The old man let Denton out to Piccadilly. He made his way to Burlington Arcade and strolled through, looking at the shops and seeing nothing, wondering how many horrors and sufferings there were just then in London, and how an attempt to resolve one simply led to another.
He hadn’t intended to push things any farther that day. Or any day - he had enough without a possibly missing woman. He felt sluggish since he had seen Heseltine, drained of the hangover-derived energy that had driven him when walking. But, because it was raining and he was standing outside a shop that said in dull gold letters on black, ‘D. J. Geddys Objects of Virtue’, he went in.
The public part of the shop seemed small, over-filled with things that even Denton sensed were good - Oriental vases, Wedgwood, Georgian silver, several shawls, many enamelled and decorated surfaces, antique lace, mahogany end tables and tapestry fire screens; on the walls, oil paintings large and small, either safely pre-Victorian or intensely Royal Academy. Denton’s experience of art had been only with big Scottish paintings of sheep and hairy cattle - he had bought by the yard, not the artistry - and had left him indifferent to all of them.
‘May I help you, sir?’
The man had materialized from a dark corner. He was small, so hunched that he was barely five feet, his neck dropped forward and down so that his face had to be turned to the side and up to speak. He had very thick glasses, a beard cut short, the upper lip shaved. He might have been sixty, suggested some near-human, faintly sinister creature, gnome or troll, with a nasty sense of humour kept bottled in, perhaps to come out as practical jokes. His voice was hoarse and very deep, coming out of his pigeon chest in a bass rumble.
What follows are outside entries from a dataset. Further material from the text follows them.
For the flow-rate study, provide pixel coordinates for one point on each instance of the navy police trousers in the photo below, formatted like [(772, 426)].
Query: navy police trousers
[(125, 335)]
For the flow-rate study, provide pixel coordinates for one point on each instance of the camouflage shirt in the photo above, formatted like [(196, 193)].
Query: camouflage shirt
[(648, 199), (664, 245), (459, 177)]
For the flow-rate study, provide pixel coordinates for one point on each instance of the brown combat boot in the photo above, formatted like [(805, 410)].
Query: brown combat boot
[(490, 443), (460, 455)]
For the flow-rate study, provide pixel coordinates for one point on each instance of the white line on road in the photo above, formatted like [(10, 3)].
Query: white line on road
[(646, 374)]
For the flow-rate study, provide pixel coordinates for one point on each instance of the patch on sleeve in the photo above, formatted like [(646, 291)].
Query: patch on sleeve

Denton debated pretending to be a customer. What might he have been looking for? He knew nothing about ‘objects of virtue’. Not a field in which he could pretend.
‘Mr Geddys?’
‘The same.’
‘I’m trying to locate a woman named Mary Thomason.’
The name had a strange effect on Geddys, as if he’d been bumped. He rolled his head as if to get a better look at Denton, but the movement might have been a cover for something else. There was something wrong with his neck, Denton thought, almost as if he had been hanged. Unlikely, however. There was also something wrong with his expression - a false disinterest, perhaps. Geddys said, ‘Yes?’
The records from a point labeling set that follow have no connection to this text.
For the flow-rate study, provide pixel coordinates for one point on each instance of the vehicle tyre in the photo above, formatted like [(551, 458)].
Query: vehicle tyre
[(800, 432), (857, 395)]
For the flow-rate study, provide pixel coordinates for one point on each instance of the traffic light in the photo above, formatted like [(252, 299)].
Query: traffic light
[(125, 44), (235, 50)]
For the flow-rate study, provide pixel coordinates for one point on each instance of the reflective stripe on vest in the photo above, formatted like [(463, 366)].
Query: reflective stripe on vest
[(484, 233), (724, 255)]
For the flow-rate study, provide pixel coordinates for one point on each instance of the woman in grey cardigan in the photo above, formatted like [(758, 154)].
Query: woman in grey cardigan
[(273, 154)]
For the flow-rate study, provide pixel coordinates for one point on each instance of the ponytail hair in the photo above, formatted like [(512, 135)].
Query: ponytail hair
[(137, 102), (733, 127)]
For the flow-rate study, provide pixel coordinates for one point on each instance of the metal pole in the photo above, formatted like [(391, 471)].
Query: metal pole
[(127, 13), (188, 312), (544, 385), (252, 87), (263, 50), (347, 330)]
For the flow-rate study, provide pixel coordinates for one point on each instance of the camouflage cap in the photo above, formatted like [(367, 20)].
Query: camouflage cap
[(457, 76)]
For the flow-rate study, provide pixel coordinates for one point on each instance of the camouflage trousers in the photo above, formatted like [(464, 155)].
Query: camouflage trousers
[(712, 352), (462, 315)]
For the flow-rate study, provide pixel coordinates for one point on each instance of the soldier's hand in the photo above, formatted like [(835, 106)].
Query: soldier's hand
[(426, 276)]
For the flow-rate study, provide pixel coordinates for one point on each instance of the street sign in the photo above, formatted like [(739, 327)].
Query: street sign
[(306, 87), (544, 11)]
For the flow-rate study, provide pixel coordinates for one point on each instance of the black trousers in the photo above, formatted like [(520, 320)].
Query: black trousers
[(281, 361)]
‘I believe that perhaps she worked here.’
Geddys looked away from him. ‘I can hardly be expected to talk to a stranger about employees.’ He glanced over his shoulder at Denton. ‘If she worked here.’
Denton produced a card. ‘Did she?’
‘I don’t understand your interest.’
‘I want to know if she’s missing.’ He was irritated; he said deliberately, ‘I’ve already been to the police.’
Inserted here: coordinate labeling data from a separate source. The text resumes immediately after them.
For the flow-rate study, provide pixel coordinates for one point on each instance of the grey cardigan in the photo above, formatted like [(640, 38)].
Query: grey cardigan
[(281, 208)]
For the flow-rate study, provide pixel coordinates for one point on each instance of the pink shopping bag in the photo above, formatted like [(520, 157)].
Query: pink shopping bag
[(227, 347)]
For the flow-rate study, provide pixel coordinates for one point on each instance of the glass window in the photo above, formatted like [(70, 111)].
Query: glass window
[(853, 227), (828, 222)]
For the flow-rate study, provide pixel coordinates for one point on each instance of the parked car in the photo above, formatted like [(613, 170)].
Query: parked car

Geddys looked at the card. He flicked it with a finger. ‘This is simply a name. You could be anybody. Are you a relative?’
‘Mary Thomason wrote me a letter, asking for my help. She missed an appointment with me.’ That wasn’t quite true, but he found himself wanting to squelch Geddys. ‘Is she missing?’
Geddys put the card down on a table. ‘She left us.’
‘But she did work here.’
‘For a while.’
‘What did she do?’
Geddys got cautious again, argued privacy, said that Denton could be anybody, his real feeling perhaps exasperation that Denton wasn’t a customer. Then they got as far as Geddys’s saying that Mary Thomason was young and naive and had framed prints and drawings for him when they were interrupted by a genuine customer, a lavishly got-up woman dripping ecru lace as if it were a skin she were shedding. Denton had to retire to a safe zone between two virtuous objects while they murmured about a ‘sweet bit of pavé’ in a case. But she didn’t buy, and she swept out with a vague promise to look in again, and Geddys smiled his ironic smile, twisting his head at Denton.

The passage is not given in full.